For Illinois, the final planting date is either October 20 for Northern Illinois counties or October 31 for Southern Illinois counties.
"Reaching the final planting date does not mean that wheat cannot be planted. Rather, guarantees will be reduced once the final planting date is reached. In addition, a farmer can choose to take a prevented planting payment and not plant wheat once the final planting date has been reached,” Schnitkey said.
There is a five day late planting period for wheat. The guarantee will be lowered 1 percent per day when wheat is planted during the late planting period. After the end of the late planting period, the guarantee will be 60% of the final guarantee, unless the farmer purchased higher prevented planting coverage.
For a higher premium, additional prevented planting coverage of 5% and 10% was available when the farmer signed up for the insurance policy.
"For example, a farmer with a CRC policy at the 75% coverage level and a 70 bushel APH yield, the 2010 base price is $5.29 bushel. This farmer is located in a county with an October 31 final planting date. Before the final planting date, this farmer has an initial guarantee of $279 per acre -- 70 bushel APH yield x $5.29 base price x 75% coverage level,” Schnitkey said.
This final guarantee could be above the initial guarantee if the harvest price is above the base price. Harvest prices will not be known until next year.
If planting does not occur before the final planting date, the guarantee will be reduced as shown below:
* Nov 1: $275 per acre ($279 x (1 - .01))
* Nov 2: $272 per acre ($279 x (1 - .02))
* Nov 3: $270 per acre ($279 x (1 - .03))
* Nov 4: $267 per acre ($279 x (1 - .04))
* Nov 5: $264 per acre ($279 x (1 - .05))
* After Nov 5: $167 per acre ($279 x 60%)
The $167 guarantee after November 5 assumes that the farmer did not purchase additional prevented planting coverage.
"A prevented planting payment can be taken once the final planting date has been reached because of insurable causes. This year's wet weather likely will be categorized as an insurable cause,” Schitkey said.
He says that unplanted wheat due to delayed harvest of immature soybeans is not an insurable cause. Wheat plantings must have been prevented because rain and moisture prevented field work.
"A farmer must claim a prevented planting payment within 72 hours or 3 days after the end of late planting period. This means that a prevented claim must be filed by October 28 for counties with an October 20 final planting date and by November 8 for counties with an October 31 final planting date,” Schnitkey said.
For a prevented planting claim to be received, the famer also must indicate prevented planting acres on the acreage report. If prevented planting acres are not indicated, prevented plantings will not be received.

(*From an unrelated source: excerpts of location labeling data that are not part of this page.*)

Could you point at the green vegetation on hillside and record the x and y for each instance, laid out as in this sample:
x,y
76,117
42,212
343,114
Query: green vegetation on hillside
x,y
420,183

Schnitkey says that prevented planting payments will vary depending on whether a crop is planted in the spring. For the details visit the farmdoc.illinois.edu Web site
If wheat is not planted, many farmers will find prevented planting payments an economical alternative. The negative consequences include APH yields may decline if a crop is planted in the spring and the second crop may not be eligible for crop insurance payments.
News release provided by University of Illinois.